In 1962, the New Jersey architect Tony Smith (1912-1980) read an ad for the Industrial Welding Company in Newark: "You specify it: We fabricate it." So he called and ordered "Die," a six-foot steel cube now at the National Gallery of Art. "Die" is a great piece of mid-20th-century minimalism. That's because it's more than minimalist. "Die" is a knuckle piece. It links minimalism to conceptualism, and both to the dark shadows of abstract-expressionist angst. "Die" is pure conception, an idea made manifest. It's also blank and irrefutable, which makes it minimalist. Smith's piece at the same time is spookily evocative -- "Die" as in dice, "Die" as in dying. Pure geometry is immortal and unaging, "Die" is rusting. It puns on fate. Too big to be an "object," too small to be a monument, "Die" confronts one heavily.
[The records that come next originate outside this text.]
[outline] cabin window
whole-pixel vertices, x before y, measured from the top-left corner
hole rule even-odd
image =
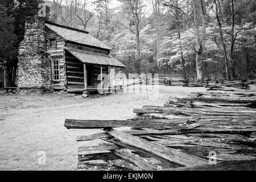
[[[48,48],[56,48],[57,47],[57,41],[56,39],[49,39],[48,43]]]
[[[60,61],[52,61],[52,80],[60,81]]]

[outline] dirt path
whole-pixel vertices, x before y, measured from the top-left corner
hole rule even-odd
[[[65,118],[125,119],[135,116],[134,108],[143,105],[163,106],[172,95],[203,92],[204,88],[159,86],[159,97],[143,94],[111,94],[81,98],[55,94],[5,96],[0,93],[0,169],[75,170],[75,137],[100,130],[67,130]],[[39,165],[39,151],[46,154]]]

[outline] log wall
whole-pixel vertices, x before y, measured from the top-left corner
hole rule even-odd
[[[60,37],[53,31],[46,27],[46,40],[56,38],[57,46],[56,48],[47,47],[47,53],[51,62],[53,60],[60,61],[60,81],[53,81],[52,74],[52,88],[53,89],[62,89],[67,86],[67,77],[66,74],[66,65],[64,56],[64,47],[65,39]]]
[[[68,89],[84,89],[84,65],[68,52],[65,53]]]

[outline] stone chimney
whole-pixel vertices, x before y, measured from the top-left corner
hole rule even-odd
[[[50,89],[51,68],[46,54],[44,18],[34,16],[26,19],[18,58],[18,88]]]

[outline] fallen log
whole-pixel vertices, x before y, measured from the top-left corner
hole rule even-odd
[[[79,169],[86,169],[89,171],[131,171],[125,167],[113,166],[109,163],[91,163],[87,162],[79,162]]]
[[[144,160],[139,158],[135,154],[133,154],[130,150],[127,149],[120,149],[113,151],[112,152],[119,157],[132,162],[140,168],[145,171],[155,171],[158,168],[152,166]]]
[[[255,171],[256,160],[226,161],[217,164],[164,169],[164,171]]]
[[[238,103],[256,103],[256,97],[210,97],[210,96],[201,96],[198,97],[170,97],[171,101],[173,102],[173,99],[176,100],[178,102],[190,102],[190,101],[203,101],[203,102],[238,102]]]
[[[64,126],[72,129],[100,129],[106,127],[144,127],[170,126],[168,119],[138,119],[138,120],[77,120],[66,119]]]
[[[132,136],[112,129],[105,129],[105,131],[127,145],[145,150],[177,164],[185,166],[192,166],[197,164],[205,164],[208,163],[206,160],[152,143],[137,136]]]

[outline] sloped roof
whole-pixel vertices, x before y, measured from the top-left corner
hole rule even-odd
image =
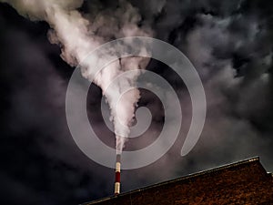
[[[223,197],[223,195],[227,196]],[[215,196],[218,199],[214,199]],[[207,204],[210,200],[217,201],[217,203],[225,203],[226,200],[229,203],[230,201],[246,203],[248,201],[248,197],[253,198],[254,202],[258,201],[257,198],[261,198],[260,203],[268,204],[269,201],[273,204],[272,175],[267,173],[258,157],[187,175],[117,196],[86,202],[83,205]]]

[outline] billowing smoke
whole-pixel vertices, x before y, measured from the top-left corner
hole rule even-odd
[[[141,20],[137,10],[126,1],[118,2],[118,8],[114,15],[107,10],[101,11],[96,16],[87,15],[77,10],[83,4],[82,0],[0,0],[14,6],[17,12],[31,20],[46,21],[51,30],[48,38],[52,44],[61,46],[61,57],[69,65],[76,67],[92,50],[111,39],[133,36],[151,36],[149,29],[137,26]],[[96,11],[97,13],[97,11]],[[94,17],[92,19],[92,17]],[[91,18],[91,19],[90,19]],[[115,53],[112,55],[115,55]],[[102,56],[94,56],[97,62]],[[139,72],[116,82],[112,90],[106,92],[112,80],[126,70],[145,68],[147,59],[138,56],[127,57],[111,63],[102,69],[96,77],[89,61],[84,65],[82,74],[87,79],[95,77],[95,83],[99,86],[106,97],[111,108],[111,119],[114,123],[116,136],[116,151],[121,153],[129,135],[129,126],[134,118],[135,106],[140,97],[138,89],[126,92],[119,99],[117,106],[114,102],[126,87],[134,87]]]

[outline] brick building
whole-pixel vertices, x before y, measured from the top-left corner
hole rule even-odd
[[[258,158],[222,166],[85,205],[273,204],[273,179]]]

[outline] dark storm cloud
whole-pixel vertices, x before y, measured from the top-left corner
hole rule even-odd
[[[180,138],[157,162],[124,171],[123,190],[256,155],[272,171],[272,3],[132,0],[132,5],[142,16],[142,26],[151,27],[156,37],[178,47],[195,65],[204,82],[207,117],[197,146],[181,158],[190,99],[177,75],[152,61],[147,68],[167,79],[179,96],[184,120]],[[98,11],[116,6],[113,1],[95,5]],[[95,5],[86,1],[80,9],[87,15]],[[27,204],[76,204],[110,195],[112,170],[86,158],[70,138],[65,93],[73,69],[59,58],[57,46],[47,43],[48,26],[18,17],[7,5],[0,9],[1,152],[10,156],[9,160],[3,158],[6,165],[0,178],[6,184],[6,203],[28,199]],[[114,136],[96,111],[101,90],[91,89],[96,97],[88,97],[90,121],[109,142]],[[161,104],[152,94],[143,91],[139,105],[150,108],[154,121],[127,149],[150,143],[146,138],[157,138],[164,121]],[[12,194],[16,196],[13,200]]]

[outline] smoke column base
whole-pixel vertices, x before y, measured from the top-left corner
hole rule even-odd
[[[116,176],[115,176],[115,195],[120,193],[120,159],[121,155],[116,154]]]

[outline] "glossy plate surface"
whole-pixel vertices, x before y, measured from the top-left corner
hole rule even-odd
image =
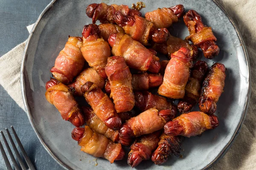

It's as tall as a grave is deep.

-- Paul Richard

The Collectors Committee of the National Gallery of Art gave "Die" to the museum in 2003. Tony Smith's sculpture is installed on the mezzanine of East Building. The gallery, Fourth Street and Constitution Avenue NW, is open Monday through Saturday, 10 a.m.-5 p.m., and on Sunday, 11 a.m.-7 p.m. Admission is free.